To make the Okonomiyaki mixture, combine cabbage, red ginger, spring onions, one egg and okonomiyaki batter in a bowl and mix well.

In a pan or teppan grill over medium-high heat (450F), stir-fry shrimp and calamari until light brown in color.

Pour half the okonomiyaki mixture into a pan or teppan grill, then shape into a circle with the circumference of 5 inches.

Place shrimp and calamari on top of the okonomiyaki mixture created in the step above, cover that with the rest of the okonomiyaki mixture, then place pork on top along with tenkasu.

Flip okonomiyaki and poke three holes through the okonomiyaki for the steam to vent.

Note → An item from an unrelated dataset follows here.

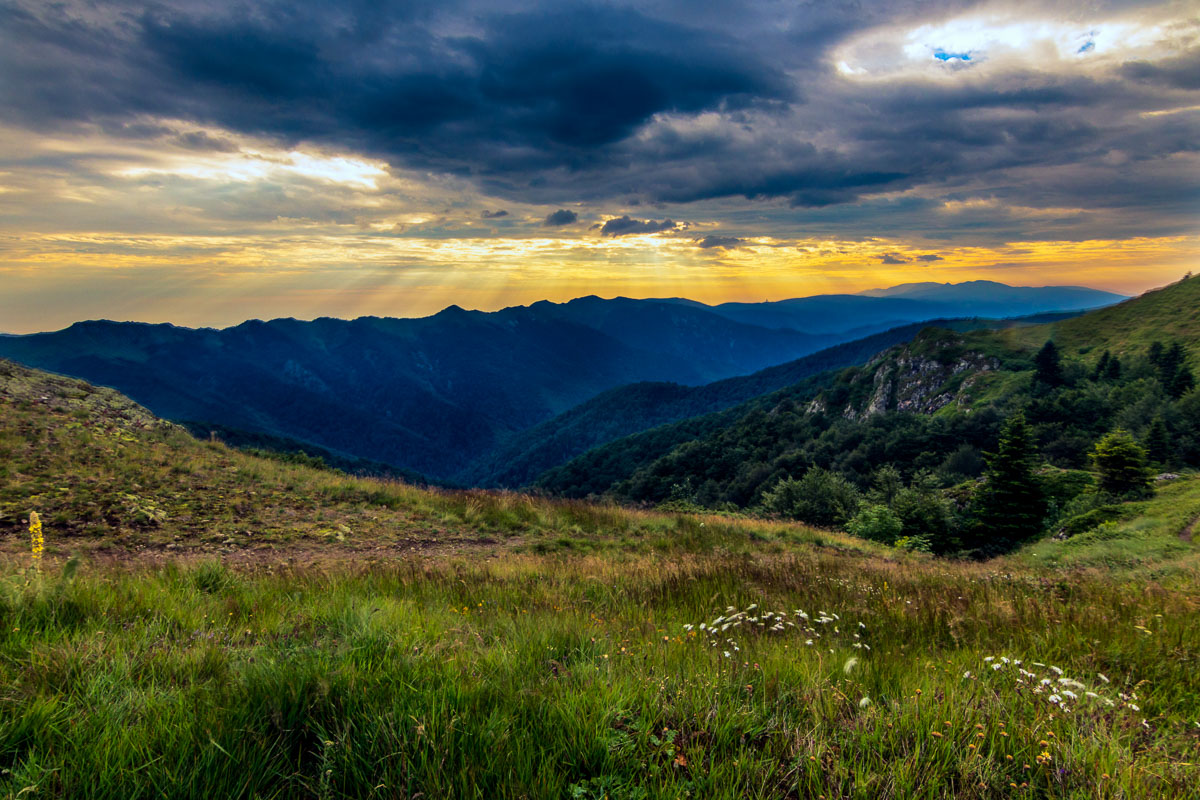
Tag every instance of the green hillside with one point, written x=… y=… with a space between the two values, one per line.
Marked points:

Cook on each side for about 10 minutes or until brown in color. garnish with an over-easy egg, tonkatsu sauce, mayonnaise, bonito flakes and powdered seaweed.

okonomiyaki Batter:

50 ml water
100 grams flour
70 grams yamaimo (Japanese yam or mountain potato)
1/5 tablespoon hondashi

Mix all the ingredients above in a bowl to make the okonomiyaki batter.

omU kimchee yakisoBa

* 3 pieces shrimp (size 31/40)
* 4 pieces calamari, sliced
* 5 slices pork belly, thinly sliced
* 60 grams cabbage, cut into squares
* 20 grams onions, thinly sliced
* 75 grams kimchee, cut into small squares
* 1/2 tablespoons vegetable oil
* salt and pepper
, to taste
* 1 tablespoon yakisoba sauce
* 90 grams yakisoba noodles
* 1 1/2 tablespoons chicken broth
* tonkatsu sauce
* mayonnaise
* ketchup
* 3 large eggs

In a pan or teppan grill, stir-fry shrimp, calamari and pork belly with vegetable oil until light brown in color on medium-high heat (450 F).

Add sliced onions, cabbage and yakisoba noodles and steam with chicken broth for about 10 seconds.

Add seasonings, salt, pepper, kimchee and yakisoba sauce, then stir-fry until seafood is cooked thoroughly.

In a separate bowl, beat the eggs. In a pan or teppan grill, add vegetable oil then evenly pour the eggs and spread out to about the size of a sheet of standard a4 paper.

Once the eggs have set, place the prepared noodles in the center of the eggs and gently fold into an omelette.

Garnish with mayo, ketchup and tonkatsu sauce.